Other staff members have been no less controversial, like Ahmad Mansour, the Egyptian presenter of the programme Shahed Ala al-Asr, widely believed to be a member of the Egyptian Muslim Brotherhood. His guests have included Hassan Tourabi, the Sudanese affiliate of the Brotherhood, Ahmad Yassin, head of the Brotherhood’s branch in Palestine, and Adnan Saadaldine, the group’s leader in Syria from 1976-1981. In 2014, a criminal court in Cairo convicted Mansour in-absentia, sentencing him to 15 years in prison. And in 2015, he was briefly detained in Germany. On both the accounts, Al Jazeera came to his defence.

By insisting on hiring and maintaining men of such calibre, Al Jazeera was actually confirming everything that has ever been said about its role in global terrorism. In covering the Iraq War of 2003, it hailed terorists who blew themselves up on civilian targets as members of the “resistance”. When Hezbollah militant Samir Kuntar was released from an Israeli jail in 2008, its Beirut bureau chief threw him a birthday party, hailing him as “Brother Samir”. He had been arrested for a 1979 operation that resulted in the killing of an Israeli policeman and four civilians, including his four-year old daughter. In its coverage of the Syria War since 2011, Al Jazeera has positioned itself as a 24-hour platform for the Muslim Brotherhood.
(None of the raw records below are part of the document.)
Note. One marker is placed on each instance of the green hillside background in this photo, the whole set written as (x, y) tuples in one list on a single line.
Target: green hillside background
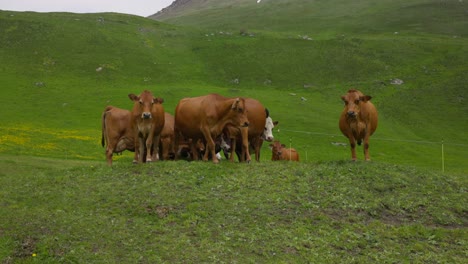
[(60, 70), (60, 202)]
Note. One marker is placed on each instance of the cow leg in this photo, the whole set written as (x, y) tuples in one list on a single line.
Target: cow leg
[(155, 145), (245, 144), (233, 149), (149, 148), (210, 146), (352, 143), (109, 154), (141, 149), (366, 147), (256, 145)]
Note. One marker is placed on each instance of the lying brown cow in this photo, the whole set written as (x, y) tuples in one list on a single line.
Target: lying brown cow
[(147, 123), (358, 121), (280, 152), (117, 135), (205, 117)]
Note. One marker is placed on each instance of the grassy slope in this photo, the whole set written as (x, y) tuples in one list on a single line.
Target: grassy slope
[(176, 212), (55, 95), (79, 210)]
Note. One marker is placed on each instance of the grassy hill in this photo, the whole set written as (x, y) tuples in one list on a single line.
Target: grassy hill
[(322, 18), (179, 212), (61, 203)]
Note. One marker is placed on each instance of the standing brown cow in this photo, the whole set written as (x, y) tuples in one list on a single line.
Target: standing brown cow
[(358, 120), (280, 152), (260, 129), (205, 117), (147, 123), (117, 135)]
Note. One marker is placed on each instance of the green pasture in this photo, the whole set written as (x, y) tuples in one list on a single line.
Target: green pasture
[(61, 203)]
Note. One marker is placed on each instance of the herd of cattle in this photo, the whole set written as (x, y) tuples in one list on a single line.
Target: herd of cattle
[(203, 126)]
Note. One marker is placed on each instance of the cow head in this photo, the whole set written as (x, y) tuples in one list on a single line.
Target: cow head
[(277, 148), (268, 132), (144, 103), (238, 107), (353, 100)]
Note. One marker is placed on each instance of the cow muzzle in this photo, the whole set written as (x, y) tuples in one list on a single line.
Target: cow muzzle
[(146, 115), (351, 114)]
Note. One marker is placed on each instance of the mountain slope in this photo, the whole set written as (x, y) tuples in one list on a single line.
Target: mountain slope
[(321, 17), (60, 70)]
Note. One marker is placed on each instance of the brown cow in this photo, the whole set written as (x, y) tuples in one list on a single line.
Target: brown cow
[(280, 152), (260, 129), (147, 123), (205, 117), (358, 121), (117, 135)]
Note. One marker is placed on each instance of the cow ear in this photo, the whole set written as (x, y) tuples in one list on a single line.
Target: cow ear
[(235, 104), (365, 98), (133, 97)]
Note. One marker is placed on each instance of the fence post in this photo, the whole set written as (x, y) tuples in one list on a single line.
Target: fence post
[(443, 158), (290, 146)]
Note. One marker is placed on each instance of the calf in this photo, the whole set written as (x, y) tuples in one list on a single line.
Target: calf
[(358, 120), (280, 152)]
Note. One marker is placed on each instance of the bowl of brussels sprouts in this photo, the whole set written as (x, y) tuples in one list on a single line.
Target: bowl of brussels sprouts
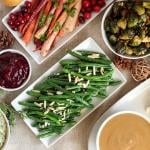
[(126, 29)]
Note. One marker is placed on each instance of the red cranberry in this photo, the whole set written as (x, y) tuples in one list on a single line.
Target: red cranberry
[(12, 16), (89, 9), (27, 16), (10, 22), (96, 8), (17, 23), (19, 14), (15, 28), (81, 20), (28, 4), (87, 15), (101, 3), (24, 9), (93, 2), (86, 3)]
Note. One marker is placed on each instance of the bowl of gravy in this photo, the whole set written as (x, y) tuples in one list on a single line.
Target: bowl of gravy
[(125, 130)]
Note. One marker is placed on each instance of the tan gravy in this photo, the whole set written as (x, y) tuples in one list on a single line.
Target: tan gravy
[(125, 132)]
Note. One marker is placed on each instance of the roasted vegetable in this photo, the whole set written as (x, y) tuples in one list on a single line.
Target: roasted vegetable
[(146, 5), (136, 41), (113, 39), (122, 23), (128, 28), (132, 20), (139, 9)]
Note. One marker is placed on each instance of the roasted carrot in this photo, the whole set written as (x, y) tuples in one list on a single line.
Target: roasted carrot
[(34, 14), (71, 21), (34, 4), (47, 8), (56, 15), (55, 31), (28, 34), (48, 43), (42, 30)]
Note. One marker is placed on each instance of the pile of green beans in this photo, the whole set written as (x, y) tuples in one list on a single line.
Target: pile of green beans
[(58, 100)]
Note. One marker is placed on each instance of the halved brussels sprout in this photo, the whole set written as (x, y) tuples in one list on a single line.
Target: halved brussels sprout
[(113, 39), (136, 41), (132, 21), (122, 23), (146, 5), (139, 9), (114, 29), (147, 45), (124, 36), (129, 50)]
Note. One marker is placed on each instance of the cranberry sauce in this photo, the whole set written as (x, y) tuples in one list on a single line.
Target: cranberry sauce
[(14, 70)]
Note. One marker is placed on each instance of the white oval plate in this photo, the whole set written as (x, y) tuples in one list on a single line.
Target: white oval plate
[(136, 100), (88, 44)]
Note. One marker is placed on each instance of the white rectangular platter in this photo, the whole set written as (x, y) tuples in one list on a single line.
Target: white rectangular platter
[(137, 100), (30, 47), (88, 44)]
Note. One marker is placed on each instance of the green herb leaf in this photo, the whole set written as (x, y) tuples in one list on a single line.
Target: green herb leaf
[(57, 27), (51, 16), (43, 37), (9, 112), (42, 21)]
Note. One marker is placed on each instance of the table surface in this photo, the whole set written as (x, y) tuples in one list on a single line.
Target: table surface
[(21, 136)]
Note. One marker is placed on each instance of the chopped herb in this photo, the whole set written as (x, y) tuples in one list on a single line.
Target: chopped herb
[(42, 21), (43, 37), (51, 16), (71, 11), (57, 27), (55, 3), (71, 1)]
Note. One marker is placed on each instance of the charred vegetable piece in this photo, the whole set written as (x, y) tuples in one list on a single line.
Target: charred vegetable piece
[(136, 41), (132, 21), (122, 23), (113, 39), (139, 9), (146, 5)]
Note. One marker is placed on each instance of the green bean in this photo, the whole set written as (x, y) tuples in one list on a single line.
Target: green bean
[(84, 58)]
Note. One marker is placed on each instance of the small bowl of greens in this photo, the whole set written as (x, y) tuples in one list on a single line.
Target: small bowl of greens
[(126, 29), (4, 131)]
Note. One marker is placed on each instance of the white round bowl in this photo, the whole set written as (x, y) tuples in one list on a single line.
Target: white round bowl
[(8, 131), (104, 36), (30, 70), (111, 117)]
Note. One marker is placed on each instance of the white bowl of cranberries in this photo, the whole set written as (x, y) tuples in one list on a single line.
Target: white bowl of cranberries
[(15, 70)]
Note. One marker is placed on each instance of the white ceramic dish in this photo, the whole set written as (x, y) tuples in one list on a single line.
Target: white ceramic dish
[(111, 117), (30, 69), (88, 44), (107, 12), (8, 131), (36, 55), (136, 100)]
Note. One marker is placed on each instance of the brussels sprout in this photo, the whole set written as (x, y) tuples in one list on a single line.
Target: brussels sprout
[(146, 39), (143, 18), (140, 10), (147, 45), (122, 23), (132, 21), (114, 29), (131, 33), (124, 36), (129, 50), (113, 39), (136, 41), (146, 5)]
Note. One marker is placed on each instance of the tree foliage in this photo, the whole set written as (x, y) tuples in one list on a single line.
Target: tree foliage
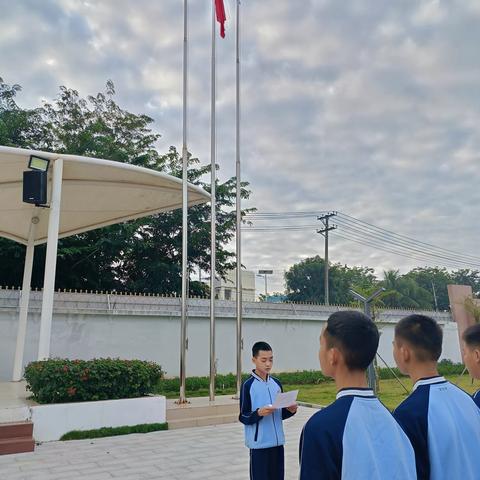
[(140, 255), (413, 290)]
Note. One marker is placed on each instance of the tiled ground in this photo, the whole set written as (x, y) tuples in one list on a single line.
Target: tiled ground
[(211, 453)]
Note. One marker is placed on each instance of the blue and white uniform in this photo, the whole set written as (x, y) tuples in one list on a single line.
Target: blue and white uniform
[(443, 424), (476, 397), (354, 438), (263, 435)]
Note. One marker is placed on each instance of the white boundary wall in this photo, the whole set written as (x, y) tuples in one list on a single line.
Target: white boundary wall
[(99, 325), (51, 422)]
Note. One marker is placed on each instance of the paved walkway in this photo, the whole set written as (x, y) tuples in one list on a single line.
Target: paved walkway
[(211, 453)]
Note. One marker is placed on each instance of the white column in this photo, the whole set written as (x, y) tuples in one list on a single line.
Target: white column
[(24, 299), (50, 262)]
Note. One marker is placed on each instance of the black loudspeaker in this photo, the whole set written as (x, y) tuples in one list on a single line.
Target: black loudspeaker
[(35, 187)]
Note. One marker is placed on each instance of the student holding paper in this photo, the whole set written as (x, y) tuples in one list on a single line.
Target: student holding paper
[(263, 422)]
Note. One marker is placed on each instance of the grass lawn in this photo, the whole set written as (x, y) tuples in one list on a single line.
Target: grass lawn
[(391, 392)]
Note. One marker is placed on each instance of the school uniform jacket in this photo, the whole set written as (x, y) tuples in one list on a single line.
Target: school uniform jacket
[(476, 397), (355, 438), (443, 424), (261, 432)]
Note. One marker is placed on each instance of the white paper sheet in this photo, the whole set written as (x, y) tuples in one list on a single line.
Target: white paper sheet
[(286, 399)]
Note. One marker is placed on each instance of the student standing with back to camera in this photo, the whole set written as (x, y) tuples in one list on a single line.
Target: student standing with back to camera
[(471, 354), (356, 437), (263, 424), (441, 420)]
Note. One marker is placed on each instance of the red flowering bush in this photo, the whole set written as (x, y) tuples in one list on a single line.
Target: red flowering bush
[(60, 380)]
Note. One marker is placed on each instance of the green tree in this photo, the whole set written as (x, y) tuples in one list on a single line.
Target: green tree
[(404, 292), (305, 281), (433, 279), (140, 255)]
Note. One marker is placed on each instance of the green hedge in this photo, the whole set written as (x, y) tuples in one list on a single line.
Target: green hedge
[(114, 431), (229, 381), (60, 380), (306, 377)]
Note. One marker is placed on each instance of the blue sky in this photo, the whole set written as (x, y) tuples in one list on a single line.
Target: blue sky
[(367, 107)]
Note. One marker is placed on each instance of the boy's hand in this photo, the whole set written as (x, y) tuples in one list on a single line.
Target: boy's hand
[(264, 411), (292, 408)]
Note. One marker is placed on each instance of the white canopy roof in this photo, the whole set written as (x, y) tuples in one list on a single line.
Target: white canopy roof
[(95, 193)]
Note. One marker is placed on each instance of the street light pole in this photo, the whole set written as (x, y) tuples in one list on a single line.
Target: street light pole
[(371, 376), (265, 273)]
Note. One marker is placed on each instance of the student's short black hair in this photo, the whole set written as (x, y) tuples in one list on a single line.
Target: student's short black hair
[(471, 336), (355, 335), (260, 346), (423, 334)]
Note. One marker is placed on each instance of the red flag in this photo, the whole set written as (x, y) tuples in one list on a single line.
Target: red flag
[(221, 17)]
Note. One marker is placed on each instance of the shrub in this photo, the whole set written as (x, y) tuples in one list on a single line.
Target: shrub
[(229, 381), (447, 367), (61, 380)]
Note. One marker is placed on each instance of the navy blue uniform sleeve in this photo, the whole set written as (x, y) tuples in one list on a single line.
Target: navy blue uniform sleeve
[(412, 415), (476, 398), (320, 453), (285, 413), (247, 416)]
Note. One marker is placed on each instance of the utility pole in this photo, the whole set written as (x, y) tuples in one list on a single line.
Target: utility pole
[(435, 296), (324, 231)]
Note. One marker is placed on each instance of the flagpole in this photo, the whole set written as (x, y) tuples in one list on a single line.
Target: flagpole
[(183, 326), (238, 208), (213, 214)]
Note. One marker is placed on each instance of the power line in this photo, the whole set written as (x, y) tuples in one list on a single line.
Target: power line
[(367, 234)]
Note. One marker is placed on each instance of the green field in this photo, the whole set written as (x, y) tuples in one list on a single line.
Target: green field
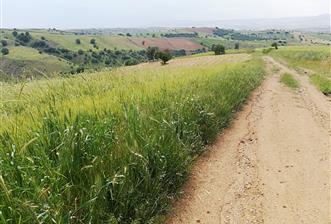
[(289, 80), (102, 41), (31, 63), (114, 146)]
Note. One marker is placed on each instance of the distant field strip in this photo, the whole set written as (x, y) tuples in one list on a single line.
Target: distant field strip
[(315, 58), (114, 146)]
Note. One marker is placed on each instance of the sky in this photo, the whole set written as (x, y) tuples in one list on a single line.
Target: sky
[(64, 14)]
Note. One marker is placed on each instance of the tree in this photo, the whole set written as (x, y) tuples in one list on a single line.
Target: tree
[(218, 49), (93, 41), (275, 45), (4, 51), (4, 43), (80, 52), (236, 46), (165, 56), (151, 53)]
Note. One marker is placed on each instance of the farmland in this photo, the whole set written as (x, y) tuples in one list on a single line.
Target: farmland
[(80, 50), (114, 146)]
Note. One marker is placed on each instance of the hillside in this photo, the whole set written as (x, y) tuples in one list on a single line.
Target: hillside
[(37, 52)]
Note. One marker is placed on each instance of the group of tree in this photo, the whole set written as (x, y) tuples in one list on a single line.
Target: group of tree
[(154, 53), (218, 49), (185, 35)]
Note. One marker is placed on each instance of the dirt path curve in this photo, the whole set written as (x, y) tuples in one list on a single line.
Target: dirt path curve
[(271, 166)]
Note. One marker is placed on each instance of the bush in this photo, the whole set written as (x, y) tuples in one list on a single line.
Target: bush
[(4, 43), (151, 53), (80, 52), (4, 51), (93, 41), (165, 56), (218, 49), (267, 50), (275, 45)]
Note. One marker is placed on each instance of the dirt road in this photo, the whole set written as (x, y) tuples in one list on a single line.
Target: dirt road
[(272, 165)]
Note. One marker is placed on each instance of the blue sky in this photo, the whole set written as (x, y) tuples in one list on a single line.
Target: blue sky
[(144, 13)]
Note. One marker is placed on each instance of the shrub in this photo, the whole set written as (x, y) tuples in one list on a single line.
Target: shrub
[(4, 43), (218, 49), (80, 52), (93, 41), (151, 53), (4, 51), (275, 45), (165, 56)]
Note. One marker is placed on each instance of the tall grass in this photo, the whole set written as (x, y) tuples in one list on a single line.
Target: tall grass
[(289, 80), (323, 83), (112, 147)]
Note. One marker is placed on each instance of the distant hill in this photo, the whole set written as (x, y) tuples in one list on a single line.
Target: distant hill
[(319, 23)]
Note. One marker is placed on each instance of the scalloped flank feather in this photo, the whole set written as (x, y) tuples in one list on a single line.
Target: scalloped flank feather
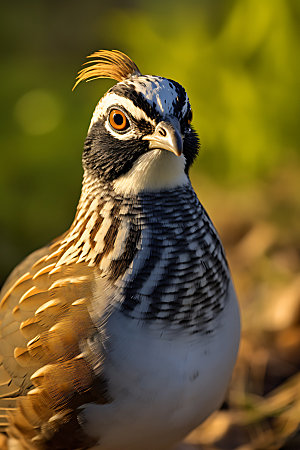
[(108, 64)]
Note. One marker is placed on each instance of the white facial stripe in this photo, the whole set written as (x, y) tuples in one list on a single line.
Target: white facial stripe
[(153, 171), (111, 99)]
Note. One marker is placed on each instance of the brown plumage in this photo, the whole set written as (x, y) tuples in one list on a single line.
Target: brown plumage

Egypt responded to the decapitation of 21 Egyptian Copts in Libya by Daesh in 2015 with retaliatory strikes on the city of Derna. Al Jazeera chose to condemn Egypt, rather than Daesh, for “violating” Libyan sovereignty. It didn’t say a word about Daesh. When Egyptian President Abdul Fattah Al Sissi arrested Mohammad Mursi in 2013, Al Jazeera transformed itself into a cheap propaganda tool in the hands of the Egyptian Brotherhood, siding with the Islamic underground and terrorist network, rather than with the Egyptian state.

Much of its radical legacy was built during the era of its director Waddah Khanfar, a former Palestinian reporter from Jenin who headed the station from 2001 to 2011, during its honeymoon with Al Qaida. He was then replaced by Ahmad Bin Jasim Al Thani, a member of the Qatari royal family, who clubbed the channel with Al Nusra Front and Daesh. The channel’s former Washington bureau chief Hafez Al Mirazi resigned a year after Khanfar’s arrival, protesting the station’s “Islamic drift”.

Even in the US, Al Jazeera has stirred controversy. When covering the US elections in 2008, it aired racist comments about Barack Obama’s colour. In 2001, the US Army struck at an Al Jazeera Office in Kabul and in 2003, a US missile hit its bureau in Baghdad. That same year, it was “indefinitely” banned from covering the New York Stock Exchange, because authorities wanted networks that focused on “responsible business coverage” — something that Al Jazeera had failed to provide. In 2004, the then US president George W. Bush singled out the channel as a source of “hateful propaganda” while former US defence secretary Donald Rumsfeld said that it was “inexcusably biased and vicious”.

In a ground-breaking book by two French journalists called: Le Villain Petit Qatar, cet ami qui nous veut du mal (Our friend Qatar, the little villain who doesn’t wish us well), the Qatari government was accused of “transforming Doha into a refuelling station for the majority of extremists in the world”. The book sums it up brilliantly: “Just create an ‘Islamic front’ and Doha will give you an office, lodging and a cover.”

Sami Moubayed is a senior fellow at St Andrews University in Scotland and author of Under the Black Flag.